Joshua Sperling was born in New York City and grew up in California. His writing has appeared in the Brooklyn Rail, Guernica, Film Quarterly, Jump Cut and Bullett Magazine, among other publications. He received a PhD in Comparative Literature, Film and Media from Yale University and currently teaches at Oberlin College.
Susie Linfield teaches at New York University. Her book The Cruel Radiance: Photography and Political Violence (University of Chicago Press, 2010) was a finalist for the National Book Critics Circle Award in Criticism. Her writing has appeared in The New York Times, The Nation, Guernica, Boston Review, and many other outlets.
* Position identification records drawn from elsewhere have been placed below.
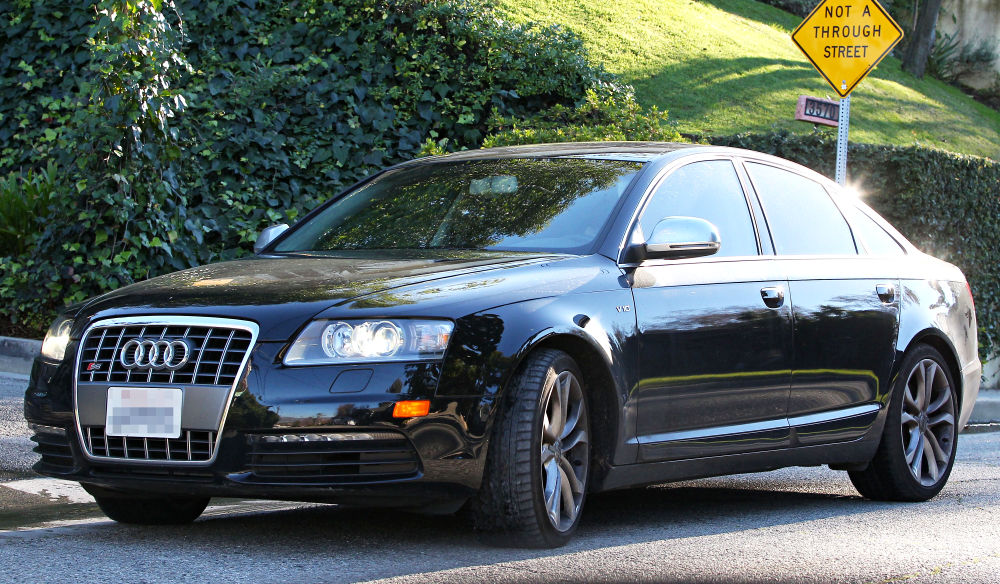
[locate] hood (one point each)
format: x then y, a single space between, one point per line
281 292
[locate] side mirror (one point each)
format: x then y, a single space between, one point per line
268 235
682 237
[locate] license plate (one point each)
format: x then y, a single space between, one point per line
144 412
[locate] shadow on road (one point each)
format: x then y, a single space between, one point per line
364 544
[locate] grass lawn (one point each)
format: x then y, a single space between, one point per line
726 66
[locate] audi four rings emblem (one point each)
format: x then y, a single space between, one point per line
161 354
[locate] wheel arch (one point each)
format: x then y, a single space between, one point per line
940 342
599 385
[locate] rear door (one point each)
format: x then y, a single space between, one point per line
845 308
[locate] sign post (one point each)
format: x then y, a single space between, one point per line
845 40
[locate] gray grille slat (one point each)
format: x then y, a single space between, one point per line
198 446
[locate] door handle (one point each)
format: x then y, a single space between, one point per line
886 293
773 296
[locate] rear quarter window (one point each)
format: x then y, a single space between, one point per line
802 217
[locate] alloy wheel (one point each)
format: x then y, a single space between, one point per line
565 450
928 422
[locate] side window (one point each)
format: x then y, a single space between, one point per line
800 214
876 239
709 190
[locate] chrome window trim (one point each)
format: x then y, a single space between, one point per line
165 320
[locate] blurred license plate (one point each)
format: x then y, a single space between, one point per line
144 412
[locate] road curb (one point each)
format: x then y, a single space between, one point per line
987 408
17 354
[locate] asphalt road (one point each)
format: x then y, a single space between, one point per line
16 457
793 525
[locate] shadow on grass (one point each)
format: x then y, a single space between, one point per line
696 90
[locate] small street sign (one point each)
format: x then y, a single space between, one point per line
845 39
817 110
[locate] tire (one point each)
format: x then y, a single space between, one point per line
917 451
538 464
151 510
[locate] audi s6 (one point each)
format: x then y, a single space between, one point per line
505 331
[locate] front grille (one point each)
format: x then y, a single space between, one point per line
331 457
192 446
55 450
217 354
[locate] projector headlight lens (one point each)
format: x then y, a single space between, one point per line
358 341
56 339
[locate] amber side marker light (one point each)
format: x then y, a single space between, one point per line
411 409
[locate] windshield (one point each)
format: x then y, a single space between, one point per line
556 205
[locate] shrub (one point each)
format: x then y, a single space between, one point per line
608 112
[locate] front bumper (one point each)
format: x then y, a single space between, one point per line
290 434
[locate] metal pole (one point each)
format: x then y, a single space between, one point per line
843 123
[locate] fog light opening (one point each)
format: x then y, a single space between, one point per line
411 408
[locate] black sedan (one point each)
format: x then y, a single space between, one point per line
508 330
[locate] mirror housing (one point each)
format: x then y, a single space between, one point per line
682 237
268 235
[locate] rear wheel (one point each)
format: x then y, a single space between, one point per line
539 459
917 451
143 510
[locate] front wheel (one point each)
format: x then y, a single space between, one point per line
917 451
539 459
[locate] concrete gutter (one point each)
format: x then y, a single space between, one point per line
16 355
987 408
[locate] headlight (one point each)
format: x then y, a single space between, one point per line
54 345
354 341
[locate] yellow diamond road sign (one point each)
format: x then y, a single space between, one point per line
845 39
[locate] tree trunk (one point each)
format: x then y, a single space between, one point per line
919 49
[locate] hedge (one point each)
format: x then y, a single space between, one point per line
177 130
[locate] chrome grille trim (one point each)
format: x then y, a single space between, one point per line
230 369
99 359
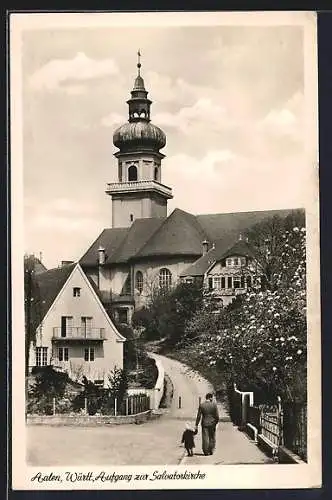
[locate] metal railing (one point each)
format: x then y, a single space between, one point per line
295 428
270 424
79 333
113 187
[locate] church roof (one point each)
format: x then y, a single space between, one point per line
49 285
179 234
227 228
218 226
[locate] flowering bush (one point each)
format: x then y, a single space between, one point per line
260 342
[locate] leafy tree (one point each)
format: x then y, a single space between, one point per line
32 306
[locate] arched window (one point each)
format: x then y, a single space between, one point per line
139 281
132 173
165 279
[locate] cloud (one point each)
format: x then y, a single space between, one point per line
55 73
222 181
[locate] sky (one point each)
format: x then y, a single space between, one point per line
229 98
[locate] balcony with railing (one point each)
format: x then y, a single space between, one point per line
134 186
78 333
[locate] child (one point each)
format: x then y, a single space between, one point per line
188 439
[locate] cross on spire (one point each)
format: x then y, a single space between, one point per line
139 61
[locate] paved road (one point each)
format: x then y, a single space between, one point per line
154 443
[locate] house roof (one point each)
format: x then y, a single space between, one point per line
49 285
241 248
141 231
227 228
217 226
179 234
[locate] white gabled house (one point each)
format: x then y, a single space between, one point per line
76 333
Her latest book, The Lions' Den: Zionism and and the Left from Hannah Arendt to Noam Chomsky, will be published by Yale University Press in March 2019.
Siddhartha Deb is the author of The Beautiful and the Damned: A Portrait of the New India, a narrative nonfiction book that was a finalist for the Orwell Prize in the UK, winner of the PEN Open award in the United States, and published without its first chapter in India because of a court order. A columnist for the “Bookends” section of The New York Times Book Review and a contributing editor the The New Republic, Deb’s journalism, essays, and reviews have appeared in The Guardian, The Daily Telegraph, The Nation, Dissent, n+1, The Times Literary Supplement, and The Baffler.